La plus vaste étude de surveillance active de la rage jamais réalisée chez des chauves-souris vient d’être menée par des chercheurs de l’Institut Pasteur et des chercheurs espagnols. Publiée demain dans PLoS ONE, elle a permis d’évaluer la dynamique de l’infection chez ces animaux réservoirs, avec des retombées utiles en santé publique. Elle confirme également l’existence d’un risque, bien que limité, de passage de virus rabiques des chauves-souris à l’homme.

La rage est une maladie systématiquement mortelle en l’absence de traitement, qui est à l’origine de quelque 50 000 décès annuels dans le monde, le plus souvent suite à une infection transmise par un chien enragé. Différents animaux domestiques ou sauvages peuvent transmettre les lyssavirus responsables de la maladie, dont les chauves-souris. Ces dernières sont en effet à l’origine de rares cas humains : quatre cas confirmés de rage suite à une morsure de chauve-souris, survenus en Finlande, en Ecosse, en Ukraine et en Russie, ont été décrits en Europe depuis 1985.

Il existe environ 1000 espèces de chauves-souris, qui représentent 20% des mammifères, et hébergent une diversité virale encore assez méconnue. Elles servent de réservoirs à nombre de virus émergents (Ebola, Hendra, Nipah…), d’où l’intérêt d’étudier de plus près les virus qui les infectent.

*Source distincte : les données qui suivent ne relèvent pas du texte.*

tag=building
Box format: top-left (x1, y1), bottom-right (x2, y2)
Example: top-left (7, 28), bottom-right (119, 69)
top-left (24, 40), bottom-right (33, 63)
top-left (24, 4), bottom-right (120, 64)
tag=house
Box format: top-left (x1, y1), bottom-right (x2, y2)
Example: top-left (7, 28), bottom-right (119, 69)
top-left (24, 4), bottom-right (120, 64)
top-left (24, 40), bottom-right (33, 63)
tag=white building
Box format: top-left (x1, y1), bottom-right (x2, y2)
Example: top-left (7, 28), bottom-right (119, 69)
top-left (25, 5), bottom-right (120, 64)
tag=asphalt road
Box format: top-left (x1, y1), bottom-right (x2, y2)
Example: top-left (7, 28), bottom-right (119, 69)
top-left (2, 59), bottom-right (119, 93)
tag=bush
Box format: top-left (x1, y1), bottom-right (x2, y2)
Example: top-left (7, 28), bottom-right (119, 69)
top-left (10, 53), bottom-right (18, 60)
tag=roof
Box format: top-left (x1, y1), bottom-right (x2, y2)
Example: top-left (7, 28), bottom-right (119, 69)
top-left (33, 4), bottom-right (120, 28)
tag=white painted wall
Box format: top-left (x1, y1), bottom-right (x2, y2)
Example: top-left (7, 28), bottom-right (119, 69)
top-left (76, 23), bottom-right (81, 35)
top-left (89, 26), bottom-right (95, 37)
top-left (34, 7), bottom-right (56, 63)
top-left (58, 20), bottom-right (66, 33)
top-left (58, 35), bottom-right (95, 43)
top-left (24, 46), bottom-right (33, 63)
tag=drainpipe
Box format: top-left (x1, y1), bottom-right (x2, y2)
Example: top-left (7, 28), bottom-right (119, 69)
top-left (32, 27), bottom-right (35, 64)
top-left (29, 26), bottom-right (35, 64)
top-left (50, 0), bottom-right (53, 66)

C’est l’objet de l’étude qui vient d’être menée par l’unité Dynamique des lyssavirus et adaptation à l’hôte à l’Institut Pasteur, dirigée par Hervé Bourhy, et l’équipe de Jordi Serra-Cobo, du département de Biologie animale de l’Université de Barcelone en Espagne.

Deux cohortes de chauve-souris insectivores de l’espèce Myotis myotis (voir photo), soit plus de 800 animaux au total, ont été suivies aux îles Baléares en Espagne sur une période de 12 ans. Par des techniques de captures-marquages-recaptures accompagnées de prélèvements et de baguages, et grâce à l’adaptation de modèles mathématiques de modélisation à ce suivi particulier, les chercheurs ont pu appréhender la dynamique de l’infection par un lyssavirus chez ces animaux.

Ils ont montré que les infections survenaient par vagues, dont la période variait dans le temps en fonction du taux d’individus présentant une immunité humorale. Ils ont pu calculer le temps – 5 jours en moyenne – durant lequel une chauve-souris infectée était contaminante. Enfin, ils ont démontré que l’infection par les lyssavirus ne provoquait pas de mortalité chez les chauves-souris, contrairement à ce qui survient chez les réservoirs animaux terrestres des virus rabiques (renards, chiens…).

« Ce point est important en terme de santé publique, dans la mesure où l’infection chez ces animaux ne provoque pas forcément de changements de comportement, comme cela a lieu chez le chien par exemple « , souligne Hervé Bourhy.  » Par ailleurs, même si nous confirmons le risque potentiel de passage à l’homme des lyssavirus de chauve-souris, nous montrons, du moins vis-à-vis de l’espèce étudiée, que ce risque est limité dans le temps, et qu’il ne persiste pas. La dynamique de l’infection chez les chauves-souris mise en évidence par notre étude conforte la décision prise en Europe de protéger ces animaux et de ne pas détruire les colonies dans lesquelles il y a de la rage. La seule mesure raisonnable aujourd’hui est, comme cela a été fait aux Baléares, d’interdire l’accès aux grottes abritant des chauve-souris susceptibles d’être infectées.« 

Aujourd’hui, l’équipe d’Hervé Bourhy, en collaboration avec une autre unité de l’Institut Pasteur et l’équipe de l’Université de Barcelone, vise à étudier les mécanismes pouvant conduire à une explosion de l’infection dans des colonies de chauve-souris. Elle est également co-coordinatrice, avec l’Institut Pasteur de Tunis, du programme européen RABMEDCONTROL (voir fiche en annexe), qui comprend un volet d’étude sur les chauves-souris : il s’agit ici d’analyser les voies de migration de ces animaux entre l’Afrique et l’Europe, à travers différents points d’étude (Espagne, Maroc, Tunisie, Sicile et Calabre en Italie, Egypte), et la circulation parallèle des lyssavirus, en vue de comprendre l’épidémiologie de ces virus.